Nach Jahrzehnten der zunehmenden globalen Verflechtung scheint ein Prozess der “De-Globalisierung” einzusetzen. Der im Rahmen der Globalisierung prävalente marktliberale Ansatz wird zunehmend durch aktive Industriepolitik ergänzt, die z.B. auf gesteuerte Transformation oder wirtschaftliche Autonomie abzielt. Zudem werden Abhängigkeiten im Außenhandel vermehrt kritisch diskutiert: die Bereitstellung “strategischer” Güter wie Seltene Erden, Batterien oder Halbleiter soll nicht mehr der reinen Marktlogik überlassen, sondern durch gezielte Policies im Sinne von “Derisking” und Resilienz gelenkt werden – und somit “versicherheitlicht”. Zugleich scheint Handel unter politischen Alliierten Vorrang zu bekommen vor dem Prinzip der globalen Arbeitsteilung. Das Ergebnis ist Entflechtung, wenn nicht Entkopplung.

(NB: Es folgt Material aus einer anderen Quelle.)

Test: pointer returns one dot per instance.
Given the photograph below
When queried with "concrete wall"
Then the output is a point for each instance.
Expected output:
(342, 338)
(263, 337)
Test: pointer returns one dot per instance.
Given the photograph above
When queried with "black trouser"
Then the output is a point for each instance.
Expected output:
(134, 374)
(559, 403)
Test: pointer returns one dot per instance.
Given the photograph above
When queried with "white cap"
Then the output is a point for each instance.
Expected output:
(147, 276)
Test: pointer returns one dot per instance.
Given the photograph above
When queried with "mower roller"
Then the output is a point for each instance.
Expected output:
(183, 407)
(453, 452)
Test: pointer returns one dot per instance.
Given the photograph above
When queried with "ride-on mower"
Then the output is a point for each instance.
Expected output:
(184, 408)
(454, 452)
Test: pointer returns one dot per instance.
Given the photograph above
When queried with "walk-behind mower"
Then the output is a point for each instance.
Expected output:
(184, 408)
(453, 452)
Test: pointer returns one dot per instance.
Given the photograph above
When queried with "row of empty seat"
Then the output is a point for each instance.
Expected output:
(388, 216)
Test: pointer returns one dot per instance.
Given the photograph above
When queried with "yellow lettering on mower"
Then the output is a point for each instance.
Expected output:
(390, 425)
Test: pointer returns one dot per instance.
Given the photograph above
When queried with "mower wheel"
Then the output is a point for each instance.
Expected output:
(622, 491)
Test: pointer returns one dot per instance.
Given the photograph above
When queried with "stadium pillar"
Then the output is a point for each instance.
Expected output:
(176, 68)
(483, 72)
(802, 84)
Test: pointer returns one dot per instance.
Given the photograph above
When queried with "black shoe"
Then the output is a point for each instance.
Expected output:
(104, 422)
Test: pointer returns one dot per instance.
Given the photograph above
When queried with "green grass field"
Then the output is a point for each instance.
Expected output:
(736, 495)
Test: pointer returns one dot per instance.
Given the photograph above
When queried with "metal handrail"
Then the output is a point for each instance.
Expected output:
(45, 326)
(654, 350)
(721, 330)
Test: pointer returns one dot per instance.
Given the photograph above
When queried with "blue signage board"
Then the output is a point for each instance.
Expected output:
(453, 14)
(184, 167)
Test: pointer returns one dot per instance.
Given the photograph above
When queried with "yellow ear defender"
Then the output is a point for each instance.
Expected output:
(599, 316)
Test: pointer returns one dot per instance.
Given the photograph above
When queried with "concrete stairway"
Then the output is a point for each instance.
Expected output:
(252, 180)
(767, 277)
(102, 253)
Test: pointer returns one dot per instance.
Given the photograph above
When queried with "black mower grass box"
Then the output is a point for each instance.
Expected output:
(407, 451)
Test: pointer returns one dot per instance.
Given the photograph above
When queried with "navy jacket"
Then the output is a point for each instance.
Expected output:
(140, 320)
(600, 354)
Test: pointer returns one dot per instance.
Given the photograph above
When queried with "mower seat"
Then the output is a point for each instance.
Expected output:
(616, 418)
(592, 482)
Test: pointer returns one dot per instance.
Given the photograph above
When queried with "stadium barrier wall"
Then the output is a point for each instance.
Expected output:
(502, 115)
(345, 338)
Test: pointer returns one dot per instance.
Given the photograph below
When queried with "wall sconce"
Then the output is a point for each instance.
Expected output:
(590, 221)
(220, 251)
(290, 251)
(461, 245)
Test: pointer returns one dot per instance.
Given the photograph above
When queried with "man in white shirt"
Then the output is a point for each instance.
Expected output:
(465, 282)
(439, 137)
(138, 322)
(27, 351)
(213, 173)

Das Promotionskolleg “De-Globalisierung und Globale Entkoppelung” (DeGlobE) möchte nun erforschen, wie sich die unter Bedingungen der De-Globalisierung abzeichnende Neukalibrierung von Markt und Staat, Wirtschaftsparadigmen und Regulierungsebenen und -ansätzen manifestiert. Hierbei ist DeGlobE zum einen an den sich entwickelnden, spezifischen “Post-Globalisierungslogiken” interessiert, die diese Sektoren kennzeichnet. Zum anderen soll die Frage gestellt werden, welche Folgen De-Globalisierung, Entflechtung und globale Entkopplung für normative Ziele wie soziale Gerechtigkeit, die sozial-ökologische Transformation oder die Einhaltung der Menschenrechte hat, und welche Mechanismen an die Stelle ehemals multilateraler Ansätze treten können.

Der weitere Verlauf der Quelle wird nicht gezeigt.